WASHINGTON (AP) — President Joe Biden celebrated his 81st birthday on Monday by joking repeatedly about his advanced age, even as the White House strongly defended his stamina and batted away polling — and one prominent Democrat — suggesting that the issue could cost him votes in next year’s election.
White House press secretary Karine Jean-Pierre said the president’s age should not be a primary focus.
“Our perspective is, it’s not about age, it’s about the president’s experience,” she said while highlighting that Biden had successfully championed through Congress several major pieces of legislation — including a sweeping public works package and initiative on public health and combating climate change — and visited active war zones not controlled by the U.S. military in Ukraine and Israel.
“What we say is we have to judge him by what he’s done, not by his numbers,” Jean-Pierre said. “I would put the president’s stamina, the president’s wisdom, ability to get this done on behalf of the American people, against anyone. Anyone, any day of the week.”

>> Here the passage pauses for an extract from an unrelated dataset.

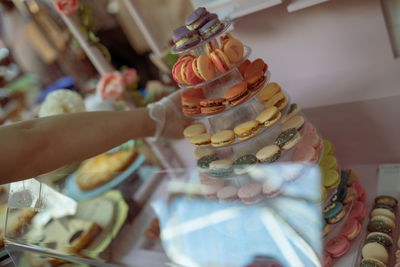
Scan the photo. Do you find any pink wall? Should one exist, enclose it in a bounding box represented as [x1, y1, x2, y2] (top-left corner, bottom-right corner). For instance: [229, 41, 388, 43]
[233, 0, 400, 107]
[304, 96, 400, 165]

Biden, for his part, went for humor.
“By the way, it’s my birthday today,” Biden told a crowd on the White House South Lawn as he pardoned Thanksgiving turkeys Liberty and Bell.
“I just want you to know, it’s difficult turning 60,” the president added with a chuckle. “Difficult.”

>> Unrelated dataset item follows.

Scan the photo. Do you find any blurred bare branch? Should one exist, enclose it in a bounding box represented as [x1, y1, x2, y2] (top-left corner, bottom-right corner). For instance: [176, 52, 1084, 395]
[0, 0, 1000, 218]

Noting that the pre-Thanksgiving pardoning ceremony dated back 76 years, Biden also said, “I want you to know I wasn’t there — for the first one.”
The oldest president in U.S. history, Biden for months has used humor to try to defuse the issue — even as polls suggest it’s no laughing matter. An August poll from The Associated Press-NORC Center for Public Affairs Research found that 77% of U.S. adults, including 69% of Democrats, viewed Biden as too old to be effective for four more years.
As he seeks a second term, Biden could be headed for a rematch with former President Donald Trump, who is 77 and was the oldest person elected to a first term until Biden was. Trump has himself made some recent, notable gaffes. Yet the same AP-NROC poll found that 51% of adults — and just 28% of Republicans — said Trump was too old for a second term.
To coincide with Biden’s birthday, Trump released a new letter from his physician reporting that the former president’s “overall health is excellent.”
“His physical exams were well within the normal range and his cognitive exams were exceptional,” wrote New Jersey Dr. Bruce A. Aronwald, who said he has been Trump’s doctor since 2001 and most recently examined him on Sept. 13.
Aronwald added that Trump’s most recent lab results were “even more favorable than prior testing on some of the most significant parameters,” citing recent weight loss that he credited to “improved diet and continued daily physical exercise, while maintaining a rigorous schedule.”
The letter doesn’t mention Trump’s weight, blood pressure, or other test results yet still asserts that he “will continue to enjoy a healthy active lifestyle for years to come.”
Trump isn’t the only one highlighting the issue.
David Axelrod, who helped Barack Obama win the presidency in 2008 and later served as a top White House adviser in an administration that included Biden as vice president, was especially frank recently in comments to The New York Times.
“I think he has a 50-50 shot here, but no better than that, maybe a little worse,” Axelrod told columnist Maureen Dowd of Biden’s 2024 chances. “He thinks he can cheat nature here and it’s really risky. They’ve got a real problem if they’re counting on Trump to win it for them. I remember Hillary doing that, too.”
That was a reference to Hillary Clinton, who lost her 2016 race with Trump.
Jean-Pierre said Monday that the Bidens would spend the president’s birthday as they traditionally have, with a family gathering for Thanksgiving on Nantucket, and that they planned to have coconut cake, another tradition.
But she also attempted to bat away Axelrod’s comment while saying of negative polling about 2024, “There’s no alarm happening behind the scenes.”
“I’m not going to comment on everyone that has a comment,” she said, adding, “It’s not my job to tell people what to think.”
Biden announced his reelection campaign in April and said then that his age “doesn’t register with me.”
“They’re going to see a race, and they’re going to judge whether or not I have it or don’t have it,” the president said of voters. “I respect them taking a hard look at it. I’d take a hard look at it as well. I took a hard look at it before I decided to run.”
Jean-Pierre reiterated that voters will make up their own minds, saying, “We’re not going to change the minds of Americans. Americans are going to feel how they feel, and we respect that.”
Associated Press writer Jill Colvin contributed to this report from New York.